I read The Queen of Attolia first and it was every bit as good as I remembered it. In fact, better. (I love it when that happens!) I put it down with a sense of having gone so deep into the story that it was going to be hard to come back up to real life. Then I read The Princess and the Hound. It started out with some great possibilities, and I was getting rather excited to see where it would end up, but in the middle it started throwing me off. As I got closer and closer to the end, I found myself falling farther and farther out of the story, so when I reached the end I was merely reading words on the page. I wanted to throw it across the room! But I couldn't, because it was a library book and I didn't have any money to pay for it if I ripped it.

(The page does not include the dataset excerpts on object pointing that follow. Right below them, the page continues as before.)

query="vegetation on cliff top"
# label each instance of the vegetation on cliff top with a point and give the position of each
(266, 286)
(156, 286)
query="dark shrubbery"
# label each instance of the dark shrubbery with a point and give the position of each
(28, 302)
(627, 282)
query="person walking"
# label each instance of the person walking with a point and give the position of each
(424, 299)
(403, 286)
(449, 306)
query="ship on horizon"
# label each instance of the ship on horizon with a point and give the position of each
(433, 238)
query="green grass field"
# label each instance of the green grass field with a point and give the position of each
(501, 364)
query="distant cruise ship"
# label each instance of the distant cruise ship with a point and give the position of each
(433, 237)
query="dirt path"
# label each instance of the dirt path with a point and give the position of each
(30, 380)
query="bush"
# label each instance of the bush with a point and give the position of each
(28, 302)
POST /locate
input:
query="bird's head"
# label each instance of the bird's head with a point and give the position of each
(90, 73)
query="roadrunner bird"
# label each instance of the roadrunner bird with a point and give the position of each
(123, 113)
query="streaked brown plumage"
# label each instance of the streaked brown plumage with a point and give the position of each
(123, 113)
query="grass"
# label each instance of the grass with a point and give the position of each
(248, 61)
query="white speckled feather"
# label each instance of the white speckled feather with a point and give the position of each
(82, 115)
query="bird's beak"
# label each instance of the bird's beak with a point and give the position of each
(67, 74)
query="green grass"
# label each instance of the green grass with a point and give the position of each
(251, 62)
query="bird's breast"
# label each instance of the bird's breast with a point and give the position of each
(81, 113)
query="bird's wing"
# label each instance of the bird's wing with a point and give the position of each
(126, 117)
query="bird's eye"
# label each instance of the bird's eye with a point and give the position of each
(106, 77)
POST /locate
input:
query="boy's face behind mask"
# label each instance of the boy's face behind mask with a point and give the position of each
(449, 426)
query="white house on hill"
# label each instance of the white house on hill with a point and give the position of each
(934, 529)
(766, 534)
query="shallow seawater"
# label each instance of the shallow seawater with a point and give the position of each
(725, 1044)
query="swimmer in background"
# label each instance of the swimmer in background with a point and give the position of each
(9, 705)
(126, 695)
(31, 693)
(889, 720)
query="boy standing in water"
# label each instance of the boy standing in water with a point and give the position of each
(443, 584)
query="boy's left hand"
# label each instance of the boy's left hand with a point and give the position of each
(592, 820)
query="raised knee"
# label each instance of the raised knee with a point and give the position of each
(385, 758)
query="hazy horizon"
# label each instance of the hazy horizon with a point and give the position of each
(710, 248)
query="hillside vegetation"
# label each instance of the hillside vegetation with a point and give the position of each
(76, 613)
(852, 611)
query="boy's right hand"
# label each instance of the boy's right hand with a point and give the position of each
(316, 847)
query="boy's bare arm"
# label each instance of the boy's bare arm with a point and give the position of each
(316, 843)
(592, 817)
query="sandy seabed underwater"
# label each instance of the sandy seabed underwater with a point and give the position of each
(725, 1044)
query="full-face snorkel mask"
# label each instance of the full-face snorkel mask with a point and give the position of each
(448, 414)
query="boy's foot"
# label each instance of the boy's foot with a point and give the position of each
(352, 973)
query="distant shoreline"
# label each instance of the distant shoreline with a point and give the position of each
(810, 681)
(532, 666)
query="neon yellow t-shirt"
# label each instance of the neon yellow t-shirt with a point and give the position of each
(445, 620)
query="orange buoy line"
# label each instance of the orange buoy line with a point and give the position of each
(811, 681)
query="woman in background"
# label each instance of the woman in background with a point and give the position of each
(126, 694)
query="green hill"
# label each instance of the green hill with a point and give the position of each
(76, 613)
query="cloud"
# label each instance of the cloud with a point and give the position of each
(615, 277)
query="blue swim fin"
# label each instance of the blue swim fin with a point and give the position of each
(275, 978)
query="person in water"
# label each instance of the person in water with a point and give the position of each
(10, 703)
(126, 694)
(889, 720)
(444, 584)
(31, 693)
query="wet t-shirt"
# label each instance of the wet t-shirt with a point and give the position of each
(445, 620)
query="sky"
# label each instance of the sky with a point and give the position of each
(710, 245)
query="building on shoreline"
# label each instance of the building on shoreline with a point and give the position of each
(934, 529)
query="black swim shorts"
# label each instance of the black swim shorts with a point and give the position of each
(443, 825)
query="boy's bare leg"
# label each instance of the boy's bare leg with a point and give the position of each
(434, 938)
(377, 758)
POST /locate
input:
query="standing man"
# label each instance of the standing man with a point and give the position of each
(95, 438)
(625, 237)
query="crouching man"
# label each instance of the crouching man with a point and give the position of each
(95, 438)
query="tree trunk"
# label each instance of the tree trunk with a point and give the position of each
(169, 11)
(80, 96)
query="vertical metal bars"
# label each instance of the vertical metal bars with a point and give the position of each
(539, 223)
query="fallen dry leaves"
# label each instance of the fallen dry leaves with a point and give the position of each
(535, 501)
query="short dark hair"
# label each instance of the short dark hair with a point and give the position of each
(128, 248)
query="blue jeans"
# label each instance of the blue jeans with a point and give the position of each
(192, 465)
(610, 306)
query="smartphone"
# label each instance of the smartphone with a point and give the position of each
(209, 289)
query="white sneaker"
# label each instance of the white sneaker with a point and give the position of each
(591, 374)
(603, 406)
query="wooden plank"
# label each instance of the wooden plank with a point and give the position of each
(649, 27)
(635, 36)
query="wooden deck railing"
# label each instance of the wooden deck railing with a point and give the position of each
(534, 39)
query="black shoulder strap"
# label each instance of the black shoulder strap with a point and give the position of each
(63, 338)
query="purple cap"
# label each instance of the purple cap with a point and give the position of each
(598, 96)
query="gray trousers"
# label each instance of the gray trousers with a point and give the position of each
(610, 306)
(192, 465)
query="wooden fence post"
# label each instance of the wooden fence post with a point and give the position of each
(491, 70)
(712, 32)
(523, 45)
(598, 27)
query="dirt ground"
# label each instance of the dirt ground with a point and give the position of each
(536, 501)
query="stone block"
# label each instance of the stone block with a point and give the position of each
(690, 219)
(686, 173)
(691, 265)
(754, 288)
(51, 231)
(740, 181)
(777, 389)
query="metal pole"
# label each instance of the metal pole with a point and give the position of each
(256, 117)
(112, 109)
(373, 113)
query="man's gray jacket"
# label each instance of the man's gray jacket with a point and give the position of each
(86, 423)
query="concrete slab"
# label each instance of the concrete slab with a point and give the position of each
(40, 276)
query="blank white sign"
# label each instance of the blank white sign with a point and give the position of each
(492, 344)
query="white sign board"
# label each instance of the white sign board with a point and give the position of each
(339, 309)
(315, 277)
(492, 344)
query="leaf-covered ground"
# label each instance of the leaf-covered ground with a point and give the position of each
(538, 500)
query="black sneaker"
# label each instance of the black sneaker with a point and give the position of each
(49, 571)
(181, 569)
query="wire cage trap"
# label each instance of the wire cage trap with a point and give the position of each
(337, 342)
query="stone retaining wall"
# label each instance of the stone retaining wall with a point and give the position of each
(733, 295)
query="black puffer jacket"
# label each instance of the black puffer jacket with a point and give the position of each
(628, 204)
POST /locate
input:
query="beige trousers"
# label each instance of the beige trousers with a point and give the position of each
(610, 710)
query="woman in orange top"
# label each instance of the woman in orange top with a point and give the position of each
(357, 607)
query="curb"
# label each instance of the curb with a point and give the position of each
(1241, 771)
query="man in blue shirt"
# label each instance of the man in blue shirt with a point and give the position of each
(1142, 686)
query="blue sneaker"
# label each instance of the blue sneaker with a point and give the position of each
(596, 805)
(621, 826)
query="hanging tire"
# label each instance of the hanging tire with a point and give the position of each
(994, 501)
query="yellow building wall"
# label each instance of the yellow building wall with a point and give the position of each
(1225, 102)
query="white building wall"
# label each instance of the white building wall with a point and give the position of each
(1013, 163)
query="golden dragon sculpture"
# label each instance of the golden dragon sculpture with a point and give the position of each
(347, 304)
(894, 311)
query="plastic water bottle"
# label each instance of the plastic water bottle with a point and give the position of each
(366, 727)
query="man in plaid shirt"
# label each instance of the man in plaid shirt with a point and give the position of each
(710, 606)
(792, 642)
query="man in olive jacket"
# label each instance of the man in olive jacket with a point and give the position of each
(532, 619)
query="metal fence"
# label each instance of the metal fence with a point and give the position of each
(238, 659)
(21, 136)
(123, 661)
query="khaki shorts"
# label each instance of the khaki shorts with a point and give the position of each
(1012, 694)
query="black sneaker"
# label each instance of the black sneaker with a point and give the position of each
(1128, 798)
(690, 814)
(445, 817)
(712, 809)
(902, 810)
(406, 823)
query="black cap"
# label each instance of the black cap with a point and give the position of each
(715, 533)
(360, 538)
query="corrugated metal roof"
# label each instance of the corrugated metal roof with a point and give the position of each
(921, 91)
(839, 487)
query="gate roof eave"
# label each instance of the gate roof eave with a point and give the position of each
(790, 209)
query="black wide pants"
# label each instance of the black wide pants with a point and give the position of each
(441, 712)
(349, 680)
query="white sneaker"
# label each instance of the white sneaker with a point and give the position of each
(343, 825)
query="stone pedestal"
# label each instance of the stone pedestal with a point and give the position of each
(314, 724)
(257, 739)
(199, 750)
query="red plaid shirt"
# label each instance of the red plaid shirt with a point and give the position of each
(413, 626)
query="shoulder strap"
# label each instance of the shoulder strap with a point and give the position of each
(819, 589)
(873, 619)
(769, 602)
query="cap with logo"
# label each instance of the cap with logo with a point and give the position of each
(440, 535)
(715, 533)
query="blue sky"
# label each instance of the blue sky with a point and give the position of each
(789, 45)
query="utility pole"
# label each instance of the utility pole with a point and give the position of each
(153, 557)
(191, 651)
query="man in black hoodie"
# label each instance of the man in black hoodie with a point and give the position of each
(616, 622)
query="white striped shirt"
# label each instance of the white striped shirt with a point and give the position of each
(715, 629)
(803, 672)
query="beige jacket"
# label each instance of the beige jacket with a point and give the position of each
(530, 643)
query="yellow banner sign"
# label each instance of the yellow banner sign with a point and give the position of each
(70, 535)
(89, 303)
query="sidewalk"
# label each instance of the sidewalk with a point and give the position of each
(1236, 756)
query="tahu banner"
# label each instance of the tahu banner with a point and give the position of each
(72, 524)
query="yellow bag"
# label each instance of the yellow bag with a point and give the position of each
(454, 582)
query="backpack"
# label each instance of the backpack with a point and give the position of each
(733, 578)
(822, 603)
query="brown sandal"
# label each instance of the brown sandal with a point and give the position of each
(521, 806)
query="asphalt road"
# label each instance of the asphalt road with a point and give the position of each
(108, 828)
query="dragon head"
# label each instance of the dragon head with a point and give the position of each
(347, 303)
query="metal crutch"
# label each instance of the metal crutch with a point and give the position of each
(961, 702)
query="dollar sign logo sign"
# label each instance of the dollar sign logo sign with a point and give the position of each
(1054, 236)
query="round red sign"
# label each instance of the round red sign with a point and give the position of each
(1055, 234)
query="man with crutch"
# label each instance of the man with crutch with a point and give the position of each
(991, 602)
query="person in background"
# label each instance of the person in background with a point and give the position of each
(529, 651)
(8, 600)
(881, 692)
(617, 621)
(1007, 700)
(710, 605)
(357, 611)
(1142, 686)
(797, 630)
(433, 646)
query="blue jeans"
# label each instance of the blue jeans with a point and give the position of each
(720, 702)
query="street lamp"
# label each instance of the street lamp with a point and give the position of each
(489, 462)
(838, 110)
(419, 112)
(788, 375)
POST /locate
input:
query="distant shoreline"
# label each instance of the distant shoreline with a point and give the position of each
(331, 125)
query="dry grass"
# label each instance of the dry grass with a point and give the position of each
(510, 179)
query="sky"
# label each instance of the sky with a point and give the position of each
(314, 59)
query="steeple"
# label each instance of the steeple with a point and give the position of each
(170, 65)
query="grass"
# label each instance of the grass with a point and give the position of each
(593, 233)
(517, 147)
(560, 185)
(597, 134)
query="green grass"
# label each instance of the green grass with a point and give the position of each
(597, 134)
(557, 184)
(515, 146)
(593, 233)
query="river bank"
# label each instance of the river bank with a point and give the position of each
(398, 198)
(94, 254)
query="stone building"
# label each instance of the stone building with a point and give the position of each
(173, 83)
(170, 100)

And it got me thinking: how some books can totally draw you into the story and others don't even skim the surface. What makes some books so great and others quite stupid? Part of it is the plot, I suppose. Good books often have great sub-plots as well as main plots to keep my mind active and interested. And the plot has to be relatively believable and consistent in order for me to keep reading. Without a plot, there's no story, right? But I think a lot of it has to do with the details of the author's writing. Really good books, I often find, are the ones where the author has thought about his/her writing. Not just dashing the ideas down on a page, but really sitting back and thinking about the exact words that will best convey the meaning. And mixing up the sentence structures so that the writing does not get stale.
Most often, what will make or break a good book for me are the details of a writing. Whether the author has taken trouble to really write a story so that it opens up in front of me, or if he's just recording his thoughts on paper.
As Snoopy so aptly put it, "Good writing takes an enormous amount of concentration."